Introduction

  • Acne vulgaris (often shortened to “Acne”) disorder of the Pilosebaceous Follicles
  • Incredibly common
    • Almost universal in the second decade of life
    • Also affects adults
  • Associated with psychological problems, including depression, anxiety and social phobia
  • Early treatment is associated with better outcome and also reduces the risk of long-term scarring

Aetiology

  • A result of androgenic stimulation the sebaceous gland, causing:
    • Excessive sebum production
    • Obstruction of its outflow
    • Leakage into surrounding dermis*
    • Excessive colonisation or infection with Propionibacterium Acnes (a normal skin comensal)*
    • *Both cause the inflammation which produces the lesions
  • Tends to not be an excess of androgen but rather increased sensitivity to it, although:
    • Slight tendency towards boys (girls also experience it very frequently)
    • Boys may also experience it worse
  • Without treatment, many cases last up to 10 years

Presentation

  • Patient often an adolescent
  • Greasy skin
  • Also common in young adults

Lesions

  • Open comedones (Blackheads)
  • Closed comedones (Whiteheads)
    • Obstructed pilosebaceous units
  • Papules (deep)
  • Pustules (more superficial)
  • Nodules
  • Cysts
    • Develop when there is further infection and inflammation due to P. Acnes
    • Usually >5mm size

Distribution

  • The face (almost universally)
  • Chest, neck and back (in more severe cases)
  • Course and severity are highly variable between individuals
  • Will usually resolve after adolescence
  • Moderate or severe inflammatory disease can scar 
Diagnosis is via examination and is usually very straight forward.

Differential Diagnoses

Acne Rosacea: usually if middle age or later in life.

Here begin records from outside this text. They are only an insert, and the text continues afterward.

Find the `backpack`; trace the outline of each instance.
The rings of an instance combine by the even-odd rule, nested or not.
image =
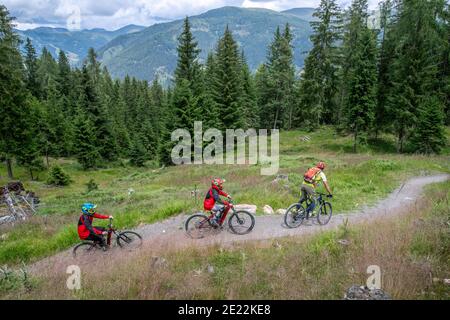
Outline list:
[[[314,183],[314,178],[316,177],[317,174],[320,173],[320,171],[321,170],[317,167],[310,168],[303,175],[303,179],[308,183]]]

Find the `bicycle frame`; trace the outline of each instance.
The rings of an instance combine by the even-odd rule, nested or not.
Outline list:
[[[106,244],[108,246],[111,246],[112,235],[114,234],[117,237],[117,230],[112,225],[112,219],[109,219],[109,225],[108,225],[107,232],[108,232],[108,235],[107,235],[107,239],[106,239]]]
[[[323,200],[324,196],[326,196],[326,194],[316,192],[316,195],[314,196],[314,198],[315,198],[314,200],[316,201],[316,204],[323,204],[325,202],[325,200]],[[306,205],[307,205],[307,207],[311,204],[311,202],[312,202],[312,197],[308,196],[306,198]],[[300,203],[300,200],[298,201],[298,203]]]
[[[226,210],[226,207],[224,207],[224,210]],[[225,219],[227,218],[228,214],[230,213],[230,211],[232,211],[233,213],[236,212],[236,209],[234,208],[234,205],[232,203],[230,203],[230,209],[228,210],[227,213],[223,212],[222,216],[220,217],[219,220],[219,225],[222,226],[223,223],[225,222]],[[211,221],[212,219],[214,219],[215,214],[211,213],[208,217],[208,222]]]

In this disorder the skin not greasy and no comedones

Management

Remember:
  • Disfiguring
  • Large psycholigcal impact
  • Potential for scarring (which is avoidable)
Defining Severity
  • No universal guidelines
  • Generally considered more severe if:
    • Large numbers of comedones
    • Scarring
    • Resistant to basic treatments
    • Also affecting trunk
    • Having a large psychological impact
  • Consider early referral to dermatologist (and isotrenitoin treatment) if worried about severe acne

Conservative

  • Advice and Reassurance – it is often mild and self-limiting
  • Washing – twice daily with soap and water (any more may be counterproductive)
  • Sunlight – may be beneficial but normal advice regarding sun protection is still important
  • By the time most people present to medical services they may have tried basic measures – e.g. benzoyl peroxide is available over the counter (see below)

Medical

Topical
  • encourage skin peeling
  • reduce inflammation
  • antibiotic effect
  • apply to all affected areas, not just lesions
Benzoyl peroxide      
  • Often first line
  • Can cause drying and irritation of the skin but persevere
  • Comes in different strengths – start with a low strength (e.g. 2.5%) and increase as required
 Topical Abx   
  • Usually clindamycin or erythromycin
  • Using topical antibiotics alone is not recommended as resistance is common
  • Given with Benzoyl peroxide to reduce resistance – combination creams are available
 Topical retinoids  
  • Reduce inflammation
  • Low systemic absorption but same CIs as oral route (below)
Systemic
  • may take several months to act
  • allow 4 months to assess effects
  • can be combined with topical treatment
Oral Antibiotics  
  • Tetracyclines (e.g. Oxytetracycline, doxycycline, minocycline) usually first line
  • Clindamycin and erythromycin also used
  • Probably no greater efficacy than topical a benzoyl peroxide plus antibiotic cream combination
Isotretinoin
  • Needs to be prescribed by a dermatologist – consider early referral in severe acne
  • A retinoid, reduces serum secretion
  • Very effective (a single 16 week course works in about 80 of cases) but limited by toxicity and side effects
  • Teratogenic (up to one month after discontinuation) – need to be very careful to avoid in pregnancy or patients at risk of pregnancy
  • Dry skin, lips and eyes common
  • Also causes myalgia – particularly related to exercise
  • Rarely can cause a very bad exacerbation of acne
  • Probably no link with psychiatric illness
  • Contraindicated to use with a tetracycline (risk of benign intracranial hypertension) and with the progesterone only pill (reduces its effectiveness and increases the risk of pregnancy)
Antiandrogens
  • Oestrogen contraceptive pill is often effective (in women only obviously!)
  • Avoid norethisterone containing contraceptives

Consider appropriate management of associated psychological impacts in all patients. Many teenagers will not want to attend school due to acne and it also causes an increase in absence from work in adults. This can harm job prospects.

Having acne is associated with an increased risk of depression and suicide. There is some debate over whether or not isotrenitoin (roaccutane) increases suicide risk – this is hard questions to answer as patients have an increased risk anyway – especially those with severe acne – for which isotrnitoin is used. There is probably not an increased risk due to the drug.